Re: [agi] Goal Driven Systems and AI Dangers [WAS Re: Singularity Outcomes...]

Kaj Sotala Sun, 03 Feb 2008 15:07:19 -0800

On 1/30/08, Richard Loosemore <[EMAIL PROTECTED]> wrote:
> Kaj,
>
> [This is just a preliminary answer:  I am composing a full essay now,
> which will appear in my blog.  This is such a complex debate that it
> needs to be unpacked in a lot more detail than is possible here.  Richard].


Richard,

[Where's your blog? Oh, and this is a very useful discussion, as it's
given me material for a possible essay of my own as well. :-)]

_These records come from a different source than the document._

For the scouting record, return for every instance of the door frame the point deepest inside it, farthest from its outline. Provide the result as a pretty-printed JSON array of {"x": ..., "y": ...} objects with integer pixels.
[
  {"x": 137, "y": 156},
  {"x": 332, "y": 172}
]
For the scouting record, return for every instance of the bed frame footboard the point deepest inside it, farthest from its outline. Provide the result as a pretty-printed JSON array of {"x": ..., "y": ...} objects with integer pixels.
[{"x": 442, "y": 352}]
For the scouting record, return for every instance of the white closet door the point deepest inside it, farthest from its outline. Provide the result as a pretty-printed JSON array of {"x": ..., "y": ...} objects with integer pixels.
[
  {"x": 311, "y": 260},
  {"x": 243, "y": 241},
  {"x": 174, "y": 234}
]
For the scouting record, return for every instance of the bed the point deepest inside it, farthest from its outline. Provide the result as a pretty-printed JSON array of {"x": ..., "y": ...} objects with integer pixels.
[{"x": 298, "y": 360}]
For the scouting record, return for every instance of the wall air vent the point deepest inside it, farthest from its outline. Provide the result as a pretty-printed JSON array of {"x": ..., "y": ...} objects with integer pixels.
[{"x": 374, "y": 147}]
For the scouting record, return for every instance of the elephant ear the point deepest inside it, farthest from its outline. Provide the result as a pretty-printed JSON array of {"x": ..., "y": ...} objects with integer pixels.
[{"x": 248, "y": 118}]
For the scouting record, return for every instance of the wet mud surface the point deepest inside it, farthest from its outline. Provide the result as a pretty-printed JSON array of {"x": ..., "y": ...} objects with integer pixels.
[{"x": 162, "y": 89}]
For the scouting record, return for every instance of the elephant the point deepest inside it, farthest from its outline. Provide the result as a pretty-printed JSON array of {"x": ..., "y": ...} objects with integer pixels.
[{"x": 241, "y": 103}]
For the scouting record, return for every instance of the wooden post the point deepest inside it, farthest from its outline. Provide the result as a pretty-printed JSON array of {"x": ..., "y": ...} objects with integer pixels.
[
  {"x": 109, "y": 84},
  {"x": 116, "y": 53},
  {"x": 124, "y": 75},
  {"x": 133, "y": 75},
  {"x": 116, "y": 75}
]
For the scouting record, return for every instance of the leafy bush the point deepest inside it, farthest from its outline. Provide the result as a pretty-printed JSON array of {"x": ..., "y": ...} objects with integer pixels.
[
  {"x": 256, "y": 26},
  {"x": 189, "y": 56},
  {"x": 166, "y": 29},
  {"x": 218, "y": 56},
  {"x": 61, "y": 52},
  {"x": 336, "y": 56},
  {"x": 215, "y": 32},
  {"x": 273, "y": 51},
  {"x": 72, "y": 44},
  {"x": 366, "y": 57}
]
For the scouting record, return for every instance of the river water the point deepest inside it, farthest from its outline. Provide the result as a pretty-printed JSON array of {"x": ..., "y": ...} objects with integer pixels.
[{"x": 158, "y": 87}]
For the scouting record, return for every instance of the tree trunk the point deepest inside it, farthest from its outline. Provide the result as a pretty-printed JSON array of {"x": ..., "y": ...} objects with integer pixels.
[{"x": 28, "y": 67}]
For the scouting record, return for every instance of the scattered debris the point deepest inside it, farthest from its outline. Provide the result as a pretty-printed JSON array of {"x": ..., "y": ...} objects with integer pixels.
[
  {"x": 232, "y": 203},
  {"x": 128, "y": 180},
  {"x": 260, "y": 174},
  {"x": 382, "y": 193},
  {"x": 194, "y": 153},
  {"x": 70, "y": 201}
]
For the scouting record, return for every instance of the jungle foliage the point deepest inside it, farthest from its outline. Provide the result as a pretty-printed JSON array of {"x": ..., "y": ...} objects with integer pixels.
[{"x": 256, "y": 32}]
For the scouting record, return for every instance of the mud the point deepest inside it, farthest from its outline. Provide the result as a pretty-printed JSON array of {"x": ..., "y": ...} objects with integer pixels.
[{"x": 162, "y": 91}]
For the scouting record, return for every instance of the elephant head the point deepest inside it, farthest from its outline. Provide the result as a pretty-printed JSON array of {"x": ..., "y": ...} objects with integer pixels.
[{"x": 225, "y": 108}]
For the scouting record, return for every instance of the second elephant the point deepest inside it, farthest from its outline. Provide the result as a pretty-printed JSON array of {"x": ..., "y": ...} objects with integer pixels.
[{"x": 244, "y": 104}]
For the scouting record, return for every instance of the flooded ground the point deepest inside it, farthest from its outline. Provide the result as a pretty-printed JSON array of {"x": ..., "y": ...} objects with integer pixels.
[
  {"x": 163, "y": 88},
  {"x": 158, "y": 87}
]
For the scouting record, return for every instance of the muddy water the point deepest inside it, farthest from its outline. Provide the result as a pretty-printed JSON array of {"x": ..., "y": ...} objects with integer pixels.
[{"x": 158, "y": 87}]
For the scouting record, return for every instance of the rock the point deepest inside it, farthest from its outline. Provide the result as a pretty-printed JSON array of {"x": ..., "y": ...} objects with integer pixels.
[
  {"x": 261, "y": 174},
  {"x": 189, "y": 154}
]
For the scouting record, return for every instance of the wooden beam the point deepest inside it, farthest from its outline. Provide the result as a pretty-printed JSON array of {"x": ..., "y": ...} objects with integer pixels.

Thanks for the answer. Here's my commentary - I quote and respond to
parts of your message somewhat out of order, since there were some
issues about ethics scattered throughout your mail that I felt were
best answered with a single response.

> The most important reason that I think this type will win out over a
> goal-stack system is that I really think the latter cannot be made to
> work in a form that allows substantial learning.  A goal-stack control
> system relies on a two-step process:  build your stack using goals that
> are represented in some kind of propositonal form, and then (when you
> are ready to pursue a goal) *interpret* the meaning of the proposition
> on the top of the stack so you can start breaking it up into subgoals.
>
> The problem with this two-step process is that the interpretation of
> each goal is only easy when you are down at the lower levels of the
> stack - "Pick up the red block" is easy to interpret, but "Make humans
> happy" is a profoundly abstract statement that has a million different
> interpretations.
>
> This is one reason why nobody has build an AGI.  To make a completely
> autonomous system that can do such things as learn by engaging in
> exploratory behavior, you have to be able insert goals like "Do some
> playing", and there is no clear way to break that statement down into
> unambiguous subgoals.  The result is that if you really did try to build
> an AGI with a goal like that, the actual behavior of the system would be
> wildly unpredictable, and probably not good for the system itself.
>
> Further:  if the system is to acquire its own knowledge independently
> from a child-like state (something that, for separate reasons, I think
> is going to be another prerequisite for true AGI), then the child system
> cannot possibly have goals built into it that contain statements like
> "Engage in an empathic relationship with your parents" because it does
> not have the knowledge base built up yet, and cannot understand such a
> propositions!

I agree that it could very well be impossible to define explict goals
for a "child" AGI, as it doesn't have enough built up knowledge to
understand the propositions involved. I'm not entirely sure of how the
motivation approach avoids this problem, though - you speak of
"setting up" an AGI with motivations resembling the ones we'd call
curiosity or empathy. How are these, then, defined? Wouldn't they run
into the same difficulties?

Humans have lots of desires - call them goals or motivations - that
manifest in differing degrees in different individuals, like wanting
to be respected or wanting to have offspring. Still, excluding the
most basic ones, they're all ones that a newborn child won't
understand or feel before (s)he gets older. You could argue that they
can't be inborn goals since the newborn mind doesn't have the concepts
to represent them and because they manifest variably with different
people (not everyone wants to have children, and there are probably
even people who don't care about the respect of others), but still,
wouldn't this imply that AGIs *can* be created with in-built goals? Or
if such behavior can only be implemented with a motivational-system
AI, how does that avoid the problem of some of the wanted final
motivations being impossible to define in the initial state?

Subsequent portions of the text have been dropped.